Wednesday, January 24, 2018

Palavras de Cotrim.

Aeroporto.



Tudo o que é sólido continua a dissolver-se, ora na mãos, ora no ar. Instituições, ideologias, valores. Laços, tradições, arrendamentos. Cerejas, famílias, vidas. O triunfo da matéria (do fluxo, do pragmatismo, da utilidade) sobre o espírito (o estado, a stasis, o sentido de mesmidade) prossegue, aprofundando-se os efeitos de um ideário, de uma ética que se revela particularmente transigente à possibilidade de criação de relações assentes em envolvimentos parentéticos, em comprometimentos parciais permeáveis ao efeito do cinismo, da egolatria, da desigualdade, do débito de reciprocidade.

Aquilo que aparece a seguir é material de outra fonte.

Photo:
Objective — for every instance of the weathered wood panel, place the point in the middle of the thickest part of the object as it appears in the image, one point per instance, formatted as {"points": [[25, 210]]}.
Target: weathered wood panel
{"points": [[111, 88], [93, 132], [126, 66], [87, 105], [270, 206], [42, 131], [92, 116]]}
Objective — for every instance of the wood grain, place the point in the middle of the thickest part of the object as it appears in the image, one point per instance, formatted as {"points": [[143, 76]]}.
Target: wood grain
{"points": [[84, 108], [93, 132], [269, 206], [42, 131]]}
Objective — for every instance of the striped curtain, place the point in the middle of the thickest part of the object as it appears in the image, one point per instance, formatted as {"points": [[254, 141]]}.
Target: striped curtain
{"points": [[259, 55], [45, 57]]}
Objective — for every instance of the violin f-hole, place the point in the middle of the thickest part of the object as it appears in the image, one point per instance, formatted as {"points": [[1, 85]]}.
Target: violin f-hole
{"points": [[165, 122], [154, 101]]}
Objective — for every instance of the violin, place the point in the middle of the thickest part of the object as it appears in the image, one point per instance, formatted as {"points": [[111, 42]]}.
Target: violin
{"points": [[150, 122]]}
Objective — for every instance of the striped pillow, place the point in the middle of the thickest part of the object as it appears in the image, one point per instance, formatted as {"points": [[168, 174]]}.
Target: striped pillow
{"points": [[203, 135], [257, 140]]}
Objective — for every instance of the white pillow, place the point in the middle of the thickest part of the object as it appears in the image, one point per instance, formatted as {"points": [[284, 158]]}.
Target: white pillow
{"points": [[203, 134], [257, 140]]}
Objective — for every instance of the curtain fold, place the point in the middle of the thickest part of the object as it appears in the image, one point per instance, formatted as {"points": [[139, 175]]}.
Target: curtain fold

Os aparatos de hoje confundem. Comportam um efeito anestésico, ao fomentarem a ilusão de que o mundo é mesmo assim, sempre foi assim, sempre houve este pladour, isto é, um sentido de realização urgente e inevitável, de relativismo e informalidade acrítica, um artifício de proximidade que tanto faz pela ratificação célere do que acontece.

Um aeroporto dá, hoje como ontem, lições de partir. Num aeroporto, o tempo adentra-se em caminhos de tempo incerto. Partir é hoje, de novo, uma razão de diferenças imprevistas,  de temporalidades insondáveis. Partir origina, uma maioria de vezes, um tanto mais um tanto menos do que aquilo que se antecipa. Partir comporta, para alguns, vantagens, mais-valias, uma condição de acesso a lugares de abundância; para outros, representa um custo, uma perda vivida como significativa, uma franquia, um lugar de recompensa tarifada, rangente. Para estes, partir tinge assíduo nas frontes um claro-escuro, um negro.

Num aeroporto, o sol erguido falha com frequência os dedos. Uma poética de browser revela-se com frequência insuficiente para dizer, para ir dizendo a inclinação dos ramos, a lassidão do laço, os caminhos ínvios de vidas severinas. Vidas: uma vida a desfolhar o malmequer, a praticar a saudade, o alívio ritrovil sublingual viandante.

Não obstante os efeitos, fala-se pouco disto nos corredores do utilitarismo, nas breaking news servidas de hora a hora, onde a pauta se excita apenas quando se discute o preço do quilo do bacalhau de asa branca.